Selanjutnya, penggunaan bahasa pulalah yang sangat berperan dalam menentukan keberhasilan dakwah. Sebagai gambaran, dapat dilihat dan diamati bagaimana para da’i kondang, seperti Zainuddin MZ, Abdullah Gymnastiar, Arifin Ilham, dan Jefri Albukhari dalam meyampaikan pesan-pesan kebenaran dalam agama Islam. Bagaimana para pendeta Kristiani, Hindu, dan Budha dalam berupaya memberikan pemahaman tentang agamanya kepada khalayak. Mereka semua tentu saja berupaya mengemasnya dengan bahasa yang menarik dan dengan gaya masing-masing.   
Para remaja lebih tertarik kepada gaya penyampaian dakwah Ustad Jefri, kalangan orang tua lebih senang kepada gaya penyampaian dakwah Arifin Ilham, semua tingkatan usia menyenangi gaya penyampaian dakwah Aa Gym (Abullah Gymnastiar), dan lain-lain. Perbedaan itu lebih dikarenakan oleh teknik pemanfaatan bahasa yang bermacam-macam. Keberhasilan mereka dalam menarik perhatian khalayak tentu saja tidak dapat dipungkiri. Semua itu karena kelihaian mereka dalam “memainkan” bahasa.
Sebagai kegiatan yang menggunakan bahasa sebagai media utamanya, dakwah dapat dijadikan sebagai sarana pembinaan dan pengembangan bahasa. Hal itu dimungkinkan karena dalam kegiatan dakwah terjadi interaksi antara seseorang dengan orang lain. Untuk membina dan mengembangkan suatu bahasa, maka peggunaan bahasa dengan baik dan benar dalam interaksi tersebut secara tidak langsung akan menjadi model atau pajanan berbahasa bagi orang lain yang mendengarkan penggunaan bahasa tersebut.






BAB III
PENUTUP
A.    Kesimpulan
Bahasa sebagai alat komunikasi merupakan media yang tidak dapat dilepaskan dari agama. Bahasa mempunyai peranan yang sangat besar dalam sejarah perkembangan agama dan untuk menyebarluaskan agama melalui dakwah.
Sebagai kegiatan yang menggunakan bahasa sebagai media utamanya, dakwah dapat dijadikan sarana pembinaan dan pengembangan bahasa.
B.     Saran
Gunakan bahasa yang baik sebagai media untuk membawa pesan agama dalam kehidupan bermasyarakat. Penggunaan bahasa dengan baik dan benar oleh orang yang menyampaikan dakwah akan menjadi model berbahasa bagi pendengarnya/khalayak.







DAFTAR PUSTAKA
Abidin Ass, Djamalul. Komunikasi dan Bahasa Dakwah. Jakarta: Gema Insani Press, 1996.

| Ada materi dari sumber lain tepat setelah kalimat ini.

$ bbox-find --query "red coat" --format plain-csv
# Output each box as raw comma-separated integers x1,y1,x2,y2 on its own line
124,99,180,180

Halim, Amran (Ed). Politik Bahasa Nasional (Jilid 1 dan 2). Jakarta: Pusat Pembinaan dan Pengembangan Bahasa Departemen Pendidikan dan Kebudayaan, 1976.

Keraf, Gorys. Komposisi. Ende: Nusa Indah, 1980.

Nimmo, Dan. Komunikasi Politik: Komunikator, Pesan, dan Media. Bandung: Remaja Rosdakarya, 1993.

Pusat Pembinaan dan Pengembangan Bahasa. Kamus Basar Bahasa Indonesia. Jakarta: Balai Pustaka, 1997.